Banking & Finance

Oppenheimer Lifts Financials to Overweight: 4 Large Cap Leaders to Buy

We have warned of a downturn in the markets for most of the summer, and with the Chinese currency devaluation catching most by surprise, a good-sized sell-off could still be in the offing, even if Thursday brings a respite. The good news is that bear markets usually begin when the economy dives into recession. Although it is tepid, the U.S. economy is chugging along.

One area that remains very cheap on a price-to-earnings basis is the financials, and in a new research report Oppenheimer upgrades the sector to Overweight. While bond yields have rolled back over from the Chinese devaluation and global macro fall-out, the Federal Reserve could be poised to raise rates in September, and that will start them on their way higher again. Other firms also see the value in the bank stocks, and recently the analyst at Barclays was positive on earnings and other key metrics.

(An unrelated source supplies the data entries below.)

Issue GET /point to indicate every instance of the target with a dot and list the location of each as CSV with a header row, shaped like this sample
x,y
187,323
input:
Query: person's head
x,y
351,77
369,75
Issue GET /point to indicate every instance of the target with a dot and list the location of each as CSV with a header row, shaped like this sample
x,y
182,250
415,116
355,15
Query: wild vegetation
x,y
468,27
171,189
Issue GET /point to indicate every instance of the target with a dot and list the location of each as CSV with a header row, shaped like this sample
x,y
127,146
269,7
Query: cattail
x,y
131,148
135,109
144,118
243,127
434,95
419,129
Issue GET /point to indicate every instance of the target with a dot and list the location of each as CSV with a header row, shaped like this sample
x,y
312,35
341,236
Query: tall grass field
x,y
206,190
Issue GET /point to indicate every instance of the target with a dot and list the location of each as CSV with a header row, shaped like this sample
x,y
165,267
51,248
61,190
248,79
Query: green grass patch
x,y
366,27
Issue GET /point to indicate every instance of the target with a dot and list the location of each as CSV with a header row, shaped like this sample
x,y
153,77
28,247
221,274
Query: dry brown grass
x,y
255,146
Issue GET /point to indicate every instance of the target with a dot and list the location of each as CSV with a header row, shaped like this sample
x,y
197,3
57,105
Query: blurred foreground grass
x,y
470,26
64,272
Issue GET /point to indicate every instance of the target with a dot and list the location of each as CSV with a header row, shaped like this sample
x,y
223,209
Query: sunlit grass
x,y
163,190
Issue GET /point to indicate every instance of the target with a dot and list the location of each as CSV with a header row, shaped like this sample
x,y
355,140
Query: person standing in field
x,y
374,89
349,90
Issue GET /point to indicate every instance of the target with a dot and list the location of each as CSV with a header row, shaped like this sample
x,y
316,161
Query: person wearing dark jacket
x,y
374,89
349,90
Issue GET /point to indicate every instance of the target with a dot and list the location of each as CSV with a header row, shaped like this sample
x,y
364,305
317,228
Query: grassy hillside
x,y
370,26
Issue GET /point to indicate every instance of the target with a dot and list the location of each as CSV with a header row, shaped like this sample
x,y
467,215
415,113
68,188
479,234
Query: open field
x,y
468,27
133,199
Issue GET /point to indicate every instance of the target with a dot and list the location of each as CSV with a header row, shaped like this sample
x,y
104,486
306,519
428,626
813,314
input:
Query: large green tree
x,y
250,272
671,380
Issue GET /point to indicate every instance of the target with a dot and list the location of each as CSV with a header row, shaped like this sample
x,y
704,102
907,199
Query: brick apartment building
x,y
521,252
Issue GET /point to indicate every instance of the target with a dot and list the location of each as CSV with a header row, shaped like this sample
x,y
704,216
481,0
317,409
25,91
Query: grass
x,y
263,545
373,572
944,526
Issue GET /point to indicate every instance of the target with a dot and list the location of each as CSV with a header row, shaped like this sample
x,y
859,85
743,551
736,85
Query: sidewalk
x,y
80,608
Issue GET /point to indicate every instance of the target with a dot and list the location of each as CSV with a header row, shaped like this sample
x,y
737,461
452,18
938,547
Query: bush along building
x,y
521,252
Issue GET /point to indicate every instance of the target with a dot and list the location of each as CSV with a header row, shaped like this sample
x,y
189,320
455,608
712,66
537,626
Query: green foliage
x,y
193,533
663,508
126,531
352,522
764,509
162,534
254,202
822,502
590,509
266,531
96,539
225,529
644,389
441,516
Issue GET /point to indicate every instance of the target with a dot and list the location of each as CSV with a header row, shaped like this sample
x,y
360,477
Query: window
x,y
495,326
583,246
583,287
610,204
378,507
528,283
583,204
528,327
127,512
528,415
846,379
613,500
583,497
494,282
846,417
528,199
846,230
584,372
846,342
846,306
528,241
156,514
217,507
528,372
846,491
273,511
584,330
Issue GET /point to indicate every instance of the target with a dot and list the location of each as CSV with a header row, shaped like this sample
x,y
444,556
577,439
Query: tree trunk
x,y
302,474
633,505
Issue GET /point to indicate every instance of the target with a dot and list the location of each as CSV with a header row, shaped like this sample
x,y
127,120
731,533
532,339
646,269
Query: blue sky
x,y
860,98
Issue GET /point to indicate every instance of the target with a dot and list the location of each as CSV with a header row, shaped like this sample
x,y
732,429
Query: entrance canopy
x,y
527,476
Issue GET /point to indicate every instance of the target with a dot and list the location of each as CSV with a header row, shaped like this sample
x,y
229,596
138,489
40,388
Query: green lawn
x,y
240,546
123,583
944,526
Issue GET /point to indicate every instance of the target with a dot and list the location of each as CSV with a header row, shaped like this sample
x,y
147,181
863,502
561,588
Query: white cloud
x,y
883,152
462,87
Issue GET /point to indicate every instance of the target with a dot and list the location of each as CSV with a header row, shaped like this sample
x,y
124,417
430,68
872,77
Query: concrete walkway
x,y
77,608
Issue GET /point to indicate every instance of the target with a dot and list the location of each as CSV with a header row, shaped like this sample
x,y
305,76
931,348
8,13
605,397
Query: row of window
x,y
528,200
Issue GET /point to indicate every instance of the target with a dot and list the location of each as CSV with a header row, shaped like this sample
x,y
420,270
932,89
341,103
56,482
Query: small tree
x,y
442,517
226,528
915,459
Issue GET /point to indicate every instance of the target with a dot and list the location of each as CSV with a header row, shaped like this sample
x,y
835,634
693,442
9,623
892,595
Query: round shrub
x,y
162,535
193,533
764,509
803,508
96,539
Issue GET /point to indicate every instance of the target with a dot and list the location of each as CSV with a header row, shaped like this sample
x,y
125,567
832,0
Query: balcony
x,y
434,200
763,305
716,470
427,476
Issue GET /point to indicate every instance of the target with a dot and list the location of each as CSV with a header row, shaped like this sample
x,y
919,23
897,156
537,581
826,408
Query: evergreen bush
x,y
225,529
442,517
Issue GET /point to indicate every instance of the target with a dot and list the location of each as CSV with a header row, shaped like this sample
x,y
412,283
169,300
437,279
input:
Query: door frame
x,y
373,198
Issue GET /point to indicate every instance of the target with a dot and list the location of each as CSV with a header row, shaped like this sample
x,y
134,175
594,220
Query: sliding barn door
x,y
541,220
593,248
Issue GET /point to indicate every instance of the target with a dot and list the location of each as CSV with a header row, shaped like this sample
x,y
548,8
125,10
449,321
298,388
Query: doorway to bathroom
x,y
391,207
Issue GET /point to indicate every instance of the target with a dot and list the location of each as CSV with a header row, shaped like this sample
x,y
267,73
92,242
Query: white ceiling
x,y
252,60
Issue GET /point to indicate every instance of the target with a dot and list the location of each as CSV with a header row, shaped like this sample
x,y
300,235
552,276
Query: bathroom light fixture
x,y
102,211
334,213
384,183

We screened the large cap financials in the S&P 500 and found four top companies trading under 12 times forward earnings. In a jittery market they make good sense now.

Bank of America

This stock seems to have been in the penalty box the longest and may offer investors a good entry point, trading at a low 11.7 times forward earnings. Bank of America Corp. (NYSE: BAC) reported solid second-quarter earnings that were driven by lower expenses and absence of substantial legal costs, which had strangled the bank for years. Some analysts think $2 per share earnings is not out of the question for the money center giant next year. Total 2015 earnings estimates are expected up 284% from last year.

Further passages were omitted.